The Episcopal Conference of Malawi (ECM) – an association of Catholic Bishops in Malawi – has called on the government to seriously consider increasing the security of employees of the Anti-Corruption Bureau (ACB), especially the Chief Executive Officer (DG) Martha Chizuma.
The call comes amid threats by political activist Bon Kalindo to shut down ACB offices for allegedly allowing the international community to dictate its operations in pursuing cases involving businessman Zuneth Sattar.
Kalindo has joined a few local human rights activists who are standing up for Sattar and his Asian operatives. The others are Bright Kampaundi and Fryson Chodzi of the Forum for National Development (FND).
However, the Catholic Bishops, in their public statement issued on Wednesday, stress that “no one should be pressured, intimidated or influenced by threats or any other means in the performance of his work for the good of the country.”
“We plead, in the interest of building a fairer and more transparent Malawi that benefits all its citizens, that none of the investigations or matters dealt with by the ACB shall in any way be hindered or influenced. suspect, no matter how powerful, wealthy or who their connections are, to be protected or protected provided they are afforded an appropriate remedy in court,” the statement read.
The Bishops also challenged the Tonse Alliance government to relentlessly fight corruption, which they described as a cancer that is sadly entrenched in Malawi and is largely responsible for keeping the country very poor. and underdeveloped.
Corruption is responsible for the untold suffering of the vast majority of ordinary Malawians who face crushing poverty on a daily basis.
“Corruption is a very difficult vice to fight because it has taken deep root all over our country. And unfortunately, even many of those charged with fighting and eliminating corruption are too often sucked into it. But sometimes it There are people who risk everything in These are vivid examples of Saint Paul’s exhortation: “Do not take part in the fruitless works of darkness, but rather expose them” (Eph. 5:11).
“Like most Malawians of good will and those who want to end the endemic corruption in our country, we sincerely applaud and support the efforts of the Anti-Corruption Bureau (ACB) and its Director General, Ms. Martha Chizuma, for their bravery, professionalism and determination in the fight against corruption, especially as they have done in the past 6 months,” reads the statement, which all Catholic Bishops have signed.

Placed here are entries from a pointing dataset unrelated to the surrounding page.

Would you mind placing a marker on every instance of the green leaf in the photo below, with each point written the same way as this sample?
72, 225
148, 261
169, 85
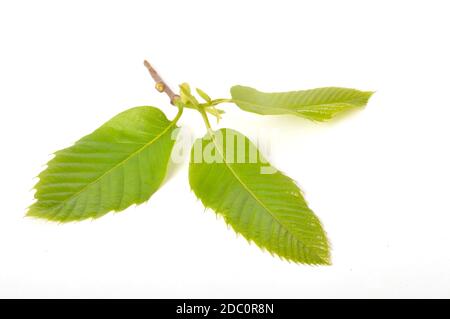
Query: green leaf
232, 179
121, 163
317, 104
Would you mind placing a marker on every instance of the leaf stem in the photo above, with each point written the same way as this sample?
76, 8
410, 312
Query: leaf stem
205, 119
160, 85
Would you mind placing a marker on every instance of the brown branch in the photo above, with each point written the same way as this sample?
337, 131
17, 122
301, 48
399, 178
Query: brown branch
160, 85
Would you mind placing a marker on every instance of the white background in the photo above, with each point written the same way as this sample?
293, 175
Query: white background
378, 178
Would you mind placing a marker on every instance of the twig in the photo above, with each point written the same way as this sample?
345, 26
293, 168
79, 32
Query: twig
160, 85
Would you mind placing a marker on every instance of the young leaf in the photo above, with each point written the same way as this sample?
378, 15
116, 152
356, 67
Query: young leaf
268, 209
121, 163
203, 95
317, 104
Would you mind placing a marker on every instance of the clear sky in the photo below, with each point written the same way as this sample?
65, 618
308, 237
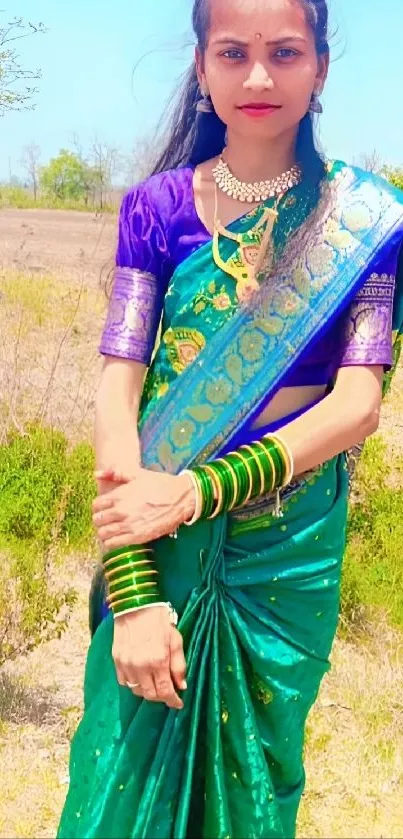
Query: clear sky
92, 83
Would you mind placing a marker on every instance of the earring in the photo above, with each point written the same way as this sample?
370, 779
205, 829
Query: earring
315, 106
205, 105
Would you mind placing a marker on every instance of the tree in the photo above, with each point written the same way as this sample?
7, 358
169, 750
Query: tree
30, 161
65, 177
142, 159
14, 94
104, 164
394, 175
370, 161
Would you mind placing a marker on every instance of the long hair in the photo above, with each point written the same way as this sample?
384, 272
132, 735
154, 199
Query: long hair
194, 137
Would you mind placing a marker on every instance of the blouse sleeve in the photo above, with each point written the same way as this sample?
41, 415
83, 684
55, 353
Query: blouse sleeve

They include Rev. Thomas Msusa – President and Archbishop of Blantyre, Rt. Rev. Martin Mtumbuka of Karonga Diocese, Rt. Rev. George Tambala of Lilongwe Archdiocese and Apostolic Administrator of Zomba Diocese, Rt. Rev. Montfort Stima of Diocese of Mangochi, Rt. Rev. John Ryan and Rt. Rev. Peter Chifukwa of Dedza Diocese.
The Bishops further appealed to the donor community to ensure that ACB has sufficient resources, especially given the unprecedented fight against corruption that the Office has waged over the past 6 last months.

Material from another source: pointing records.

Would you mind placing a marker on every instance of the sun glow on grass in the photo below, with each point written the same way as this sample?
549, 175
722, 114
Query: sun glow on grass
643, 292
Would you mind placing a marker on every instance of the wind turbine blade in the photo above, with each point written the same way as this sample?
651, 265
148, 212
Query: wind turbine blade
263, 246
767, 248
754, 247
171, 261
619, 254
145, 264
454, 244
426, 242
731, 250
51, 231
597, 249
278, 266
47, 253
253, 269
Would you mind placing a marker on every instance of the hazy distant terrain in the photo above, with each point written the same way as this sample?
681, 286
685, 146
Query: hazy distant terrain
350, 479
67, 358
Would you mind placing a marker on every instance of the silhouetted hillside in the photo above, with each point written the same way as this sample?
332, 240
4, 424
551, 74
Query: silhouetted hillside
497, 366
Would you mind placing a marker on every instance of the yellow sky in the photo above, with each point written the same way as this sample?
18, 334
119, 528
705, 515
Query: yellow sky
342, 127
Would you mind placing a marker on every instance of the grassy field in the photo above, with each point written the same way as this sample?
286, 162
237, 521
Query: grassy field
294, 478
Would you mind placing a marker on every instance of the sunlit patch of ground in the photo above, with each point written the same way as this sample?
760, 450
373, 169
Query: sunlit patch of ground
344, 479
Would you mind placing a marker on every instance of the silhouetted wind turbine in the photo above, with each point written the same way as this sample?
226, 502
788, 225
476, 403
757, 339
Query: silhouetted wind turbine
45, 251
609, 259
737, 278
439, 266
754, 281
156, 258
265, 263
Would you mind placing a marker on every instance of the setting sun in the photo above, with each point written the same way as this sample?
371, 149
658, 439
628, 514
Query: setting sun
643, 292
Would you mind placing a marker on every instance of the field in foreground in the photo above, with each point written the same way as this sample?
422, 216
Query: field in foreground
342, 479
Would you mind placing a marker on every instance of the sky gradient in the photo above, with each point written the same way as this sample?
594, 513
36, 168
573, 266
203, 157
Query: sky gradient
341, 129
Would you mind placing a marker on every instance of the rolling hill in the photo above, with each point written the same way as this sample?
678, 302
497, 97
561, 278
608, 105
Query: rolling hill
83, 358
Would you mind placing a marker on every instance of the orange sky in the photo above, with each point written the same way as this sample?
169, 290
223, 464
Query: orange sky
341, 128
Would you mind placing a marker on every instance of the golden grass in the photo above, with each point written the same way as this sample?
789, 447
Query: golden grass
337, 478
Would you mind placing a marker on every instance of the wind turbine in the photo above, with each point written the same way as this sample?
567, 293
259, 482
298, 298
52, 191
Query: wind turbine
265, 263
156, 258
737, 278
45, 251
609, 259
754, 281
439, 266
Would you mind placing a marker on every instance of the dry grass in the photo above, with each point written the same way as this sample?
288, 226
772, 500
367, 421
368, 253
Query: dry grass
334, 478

They also call on the government not to allow the institutions of the state, which were ultimately created for the benefit of all Malawians and those charged with carrying out their purposes for the benefit of all, to themselves become agents of darkness. by failing to defend and promote the common good. .
Revered men of God observe that too often these institutions and individuals have betrayed the trust of citizens and acted in ways that have further entrenched systemic corruption and frustrated the fight against it.
“The judiciary has a key role to play in the fight against corruption. We call on the judiciary to ensure that cases of corruption are expedited and that everyone is seen to be treated fairly and equally under the law This builds public confidence that the judiciary is also playing its role constructively in the fight against corruption.
“Avoid making questionable judgments and statements that are not considered to promote justice or fight corruption. Loss of public confidence in state law enforcement officials to fight corruption fuels mob justice and is a recipe for civil disorder,” they say.
Further, the Bishops called on their ECM Justice and Peace Commission and Civil Society Organizations (CSOs) to launch a vigorous campaign among the general public to help end the practice of corruption and accept this destructive cancer as part of life in Malawi.
“We call on all citizens of Malawi to play their part, however insignificant it may seem, in the fight against corruption in our society. fundraising activities, religious gatherings and many other occasions.
“For their part, political leaders are encouraged to give to good causes only what they can normally afford and not to suffer unnecessarily from giving in a way that exceeds their ordinary financial means,” the statement concludes.